I'm trying to write an algorithm to remove non-ASCII characters from a list of strings of text. I put together the list by scraping paragraphs from a web page and adding them to a list. To do this, I wrote a nested for loop that loops through each element of the list containing a string, then loop through the characters of the string. My example list of strings that I used is here:
text = ['The giant panda (Ailuropoda melanoleuca; Chinese: 大熊猫; pinyin: dàxióngmāo),[5] also known as the panda bear or simply the panda, is a bear[6] native to South Central China',
'It is characterised by large, black patches around its eyes, over the ears, and across its round body']
My last action is then to replace characters if their ord() value is greater than 128. Like so:
def remove_utf_chars(text_list):
"""
:param text_list: a list of lines of text for each element in the list
:return: a list of lines of text without utf characters
"""
for i in range(len(text_list)):
# for each string in the text list
for char in text_list[i]:
# for each character in the individual string
if ord(char) > 128:
text_list[i] = text_list[i].replace(char, '')
return text_list
And this works fine as a nested for loop. But since I'm wanting to scale this, I thought I'd write it as a list comprehension. Like so:
def remove_utf_chars(text_list):
"""
:param text_list: a list of lines of text for each element in the list
:return: a list of lines of text without utf characters
"""
scrubbed_text = [text_list[i].replace(char, '') for i in range(len(text_list))
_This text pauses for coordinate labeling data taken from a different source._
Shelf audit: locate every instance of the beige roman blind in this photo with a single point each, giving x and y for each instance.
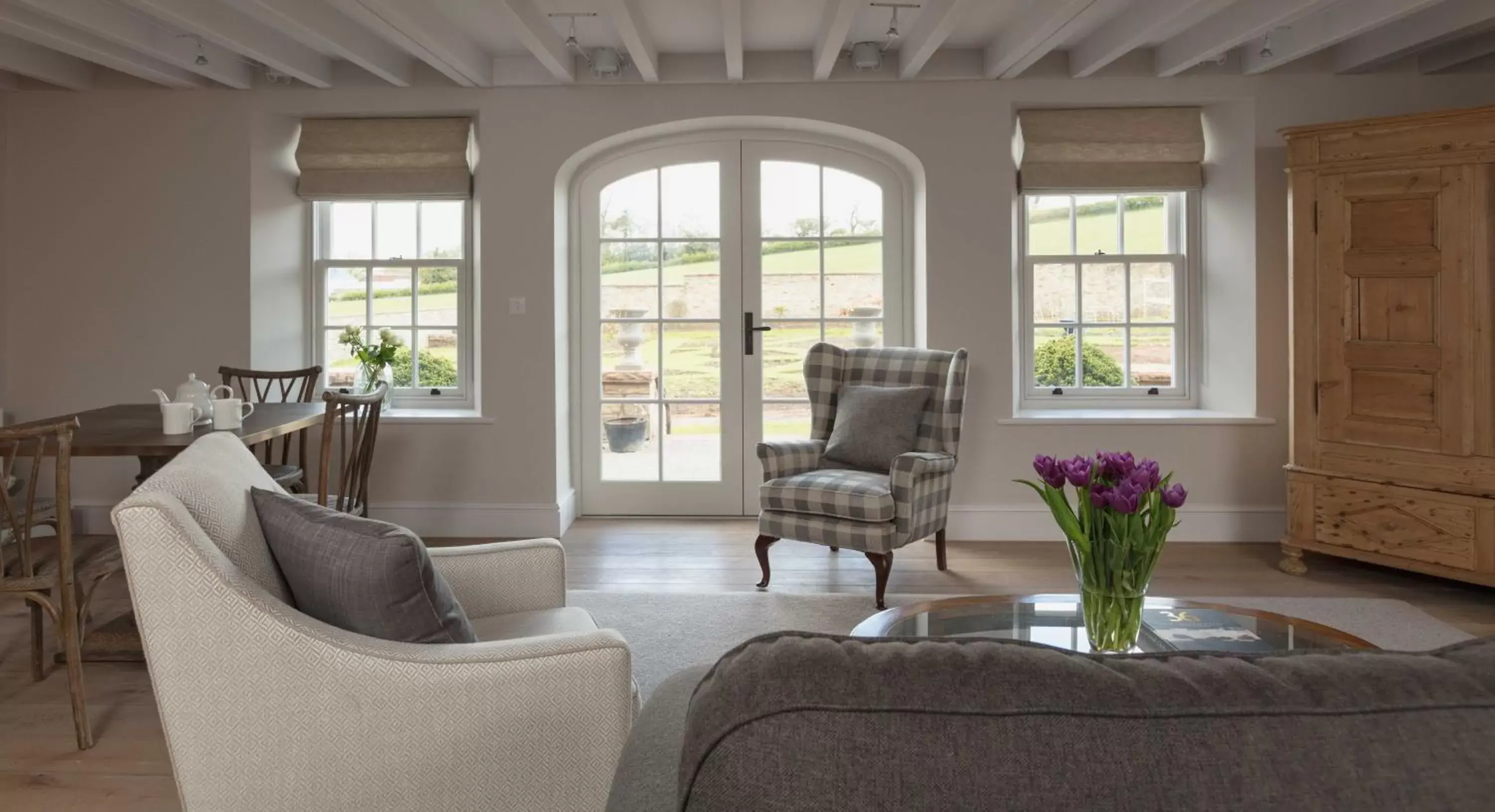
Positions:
(1110, 150)
(371, 159)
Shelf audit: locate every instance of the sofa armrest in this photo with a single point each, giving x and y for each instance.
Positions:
(504, 576)
(785, 458)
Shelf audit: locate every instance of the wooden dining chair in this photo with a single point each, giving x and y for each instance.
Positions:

for char in text_list[i] if ord(char) > 128]
return scrubbed_text
But this doesn't work for some reason. At first I thought it might have to do with the method I was using in my expression to remove the unicode characters, since text_list is a list but text_list[i] is a string. So I changed my method from .strip() to .replace(). That didn't work. Then I thought it might have to do with where I was placing the .replace(), so I moved it around the list comprehension with no change. So I'm at a loss. I think maybe it might have to do with converting between this specific case of a nested for loop involving filtering unicode that might be the issue. Since not all for loops can be written as list comps but all list comps can be written as for loops.